A popularidade do Governo espanhol baixa a cada dia que passa, as divisões no interior do PP (de direita), no poder em Madrid, são cada vez mais acentuadas e o país começa a ser contestado além-fronteiras e pressionado pela União Europeia. Por causa da crise económica que também afeta os nossos vizinhos? Não propriamente.
Corpo do artigo
No centro do turbilhão político e da contestação social está a nova lei do aborto. Isto, apesar de o titular da pasta da Justiça, que engendrou a alteração legislativa, justificar surpreendentemente a proposta com a necessidade de dar um impulso à economia de Espanha. A ideia, que parece rebuscada e complexa, é simplesmente um retrocesso legal e social que teve o mérito de colocar quase toda a sociedade espanhola contra.
Explique-se, então, o que passou pela cabeça do ministro Ruiz Gallardón: ele acha que o aumento da taxa de natalidade teria um impacto positivo nas contas do país que, por pouco, escapou do resgate financeiro. E como pensa Gallardón fazer aumentar os nascimentos? Mudando a lei do aborto, obrigando, assim, a Espanha a recuar nesta matéria até aos idos tempos do franquismo e, de uma assentada, colocar-se na cauda da Europa.
Numa altura em que a esmagadora maioria dos países da União Europeia (Portugal incluído) adota legislação cada vez menos restritiva - que Bruxelas gostaria de ver transformada em política comum -, eis que Madrid decide criminalizar a prática do aborto. De direito da mulher, o aborto passa a delito. E a interrupção da gravidez só será admissível em caso de grave perigo para a saúde da mãe (até às 22 semanas) ou em caso de violação (12 semanas).
A indignação generalizada só não foi antecipada pelo Executivo de Mariano Rajoy, ele próprio dividido sobre o assunto.
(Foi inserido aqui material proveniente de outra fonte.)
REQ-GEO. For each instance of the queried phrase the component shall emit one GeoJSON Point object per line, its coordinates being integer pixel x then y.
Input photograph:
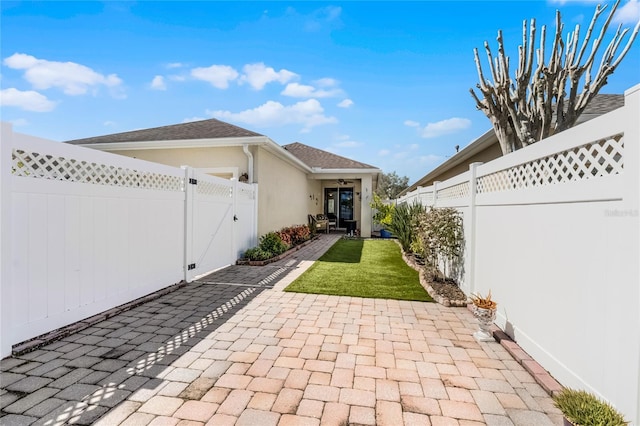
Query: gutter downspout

Gallardón explica: "A maternidade livre faz das mulheres autênticas mulheres". Significará isto que, para uma mulher ser livre em Espanha, o Governo acha que ela tem de ser mãe. Sejamos objetivos. A iniciativa da direita espanhola não está sustentada em pareceres médicos ou jurídicos. Limita--se a atribuir à mulher os mesmos direitos de um ser sem personalidade jurídica que, segundo a lei do país, só será adquirida após o nascimento. É, tão-somente, uma ação ideológica.
A trapalhada é geral e promete multiplicar-se, até porque, enquanto a nova lei criminaliza a prática de aborto, o ministro Gallardón afirma que a mulher é vítima e, depreende--se, não pode ser culpada. Então em que ficamos? Quem aborta comete um crime que não vai merecer castigo? Demagogia pura. Em Espanha, como cá, há separação de poderes. O que dirá o ministro quando um juiz mandar para a cadeia uma mulher condenada por aborto?
Com tantas contradições, não admira que o chefe do Governo tenha vindo já admitir que a nova lei "é suscetível de melhorias". A esmagadora maioria dos espanhóis acredita até que Rajoy venha a recuar significativamente. Nós, europeus, agradeceríamos.